We get good response from the tech guys at Fortinet. Our experience with them is absolutely positive.

We used to have some HPE equipment. We switched from those old access points. We use Fortinet as a preferred vendor, but if a customer wants or needs to use equipment from other vendors, we sell equipment from other vendors.

Setting up the solution is really straightforward. The amount of time it takes depends on the customer. If it's a really big customer, the implementation process could take from three months to almost ten months. Once you have all the plans and you start installing, it's really straightforward and it can move fast.
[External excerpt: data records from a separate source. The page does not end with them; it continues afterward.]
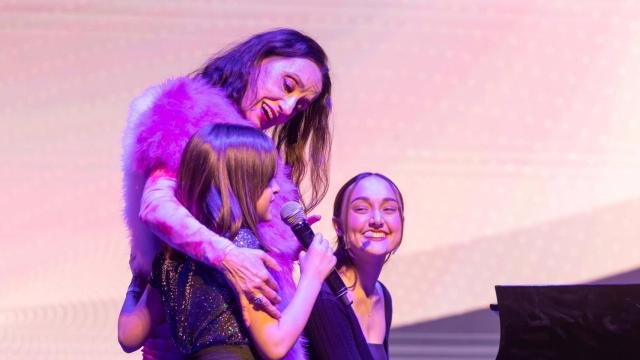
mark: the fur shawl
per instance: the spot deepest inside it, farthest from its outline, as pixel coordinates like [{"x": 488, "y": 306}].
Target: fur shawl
[{"x": 160, "y": 123}]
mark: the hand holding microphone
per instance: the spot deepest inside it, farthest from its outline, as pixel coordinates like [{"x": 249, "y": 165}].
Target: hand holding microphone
[
  {"x": 318, "y": 260},
  {"x": 293, "y": 215}
]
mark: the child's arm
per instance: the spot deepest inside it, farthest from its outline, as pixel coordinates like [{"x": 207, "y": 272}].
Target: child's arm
[
  {"x": 174, "y": 224},
  {"x": 140, "y": 314},
  {"x": 272, "y": 337}
]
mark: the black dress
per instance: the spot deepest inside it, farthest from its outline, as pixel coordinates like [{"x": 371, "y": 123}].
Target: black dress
[
  {"x": 201, "y": 307},
  {"x": 334, "y": 332}
]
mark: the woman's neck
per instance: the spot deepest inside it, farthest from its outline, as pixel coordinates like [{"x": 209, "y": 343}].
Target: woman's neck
[{"x": 364, "y": 274}]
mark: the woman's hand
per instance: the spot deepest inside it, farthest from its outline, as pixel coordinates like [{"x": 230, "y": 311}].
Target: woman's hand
[
  {"x": 318, "y": 260},
  {"x": 245, "y": 269}
]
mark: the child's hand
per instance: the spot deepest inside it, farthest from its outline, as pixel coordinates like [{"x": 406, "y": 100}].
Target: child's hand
[{"x": 318, "y": 260}]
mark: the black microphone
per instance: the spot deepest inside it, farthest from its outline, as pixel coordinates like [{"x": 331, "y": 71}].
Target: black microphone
[{"x": 293, "y": 215}]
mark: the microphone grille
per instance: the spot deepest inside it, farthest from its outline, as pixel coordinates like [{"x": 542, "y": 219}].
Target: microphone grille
[{"x": 292, "y": 213}]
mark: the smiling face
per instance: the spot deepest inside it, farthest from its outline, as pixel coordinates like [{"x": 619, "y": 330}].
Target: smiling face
[
  {"x": 372, "y": 219},
  {"x": 283, "y": 87}
]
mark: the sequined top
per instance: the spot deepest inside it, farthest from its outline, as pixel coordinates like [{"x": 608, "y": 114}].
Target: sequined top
[{"x": 201, "y": 307}]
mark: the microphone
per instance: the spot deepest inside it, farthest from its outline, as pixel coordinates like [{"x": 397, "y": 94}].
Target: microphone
[{"x": 293, "y": 215}]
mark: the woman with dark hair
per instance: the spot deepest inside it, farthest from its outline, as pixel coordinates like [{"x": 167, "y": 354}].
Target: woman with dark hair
[
  {"x": 368, "y": 215},
  {"x": 275, "y": 80},
  {"x": 226, "y": 180}
]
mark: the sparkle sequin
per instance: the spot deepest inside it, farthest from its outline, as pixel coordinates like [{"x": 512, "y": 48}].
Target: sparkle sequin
[{"x": 201, "y": 307}]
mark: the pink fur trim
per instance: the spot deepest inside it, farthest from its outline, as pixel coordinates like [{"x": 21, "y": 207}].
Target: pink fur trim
[{"x": 160, "y": 123}]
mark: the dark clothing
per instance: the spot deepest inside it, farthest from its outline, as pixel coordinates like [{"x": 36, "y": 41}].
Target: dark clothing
[
  {"x": 201, "y": 307},
  {"x": 334, "y": 332}
]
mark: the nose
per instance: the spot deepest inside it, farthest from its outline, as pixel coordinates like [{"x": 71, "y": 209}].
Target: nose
[
  {"x": 375, "y": 220},
  {"x": 275, "y": 188},
  {"x": 288, "y": 105}
]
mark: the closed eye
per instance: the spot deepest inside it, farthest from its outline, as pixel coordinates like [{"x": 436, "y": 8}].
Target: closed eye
[{"x": 287, "y": 85}]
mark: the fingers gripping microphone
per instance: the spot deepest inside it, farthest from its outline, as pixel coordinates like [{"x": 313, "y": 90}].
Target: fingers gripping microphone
[{"x": 293, "y": 215}]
For Mexico, a big customer is the one that has more than 200 retail stores. They are not as big as in the U.S. or in other countries, but for Mexico, a retail store that has 250 stores is a huge company.

The deployment strategy depends on the project manager and his staff. Because we are telecom service providers, we usually start with all the internet connections, and voice and data connection, using fibre. Once we have all that in place, we start building the local area networks.

In terms of deployment and maintenance, on average, I would estimate it's about eight to ten percent of the investment. It depends on the customer and the approach we have with the customer. We usually have two or three engineers, per customer, giving support. But that's not just for the wireless, that's also for the networking. For a huge retail company, we may have between five and ten certified engineers working on daily support for the customer.

ROI depends on the customer but it could be from six months to 12 months, on average. It's a good return on investment. More sales. More savings. It reduces the TCO, but I don't have the numbers. It could be a reduction of, maybe, 15 percent, compared to other solutions.

It's definitely a great solution.

Negotiate with the vendor to activate the licenses at the moment that they install and configure the equipment. If you initially have a big project with a lot of equipment, and you have a six-month plan, licensing will start before you are using all the equipment, and that doesn't make sense.

In terms of how extensively it's being used and whether its usage will grow, it's really organic. People are using the internet and using all kinds of applications on a daily basis. It's growing, more people are connected every day. Usage is changing dramatically, exponentially, really. As more people use the internet and applications on a daily basis, our customers are required to increase services and, obviously, in a secure way.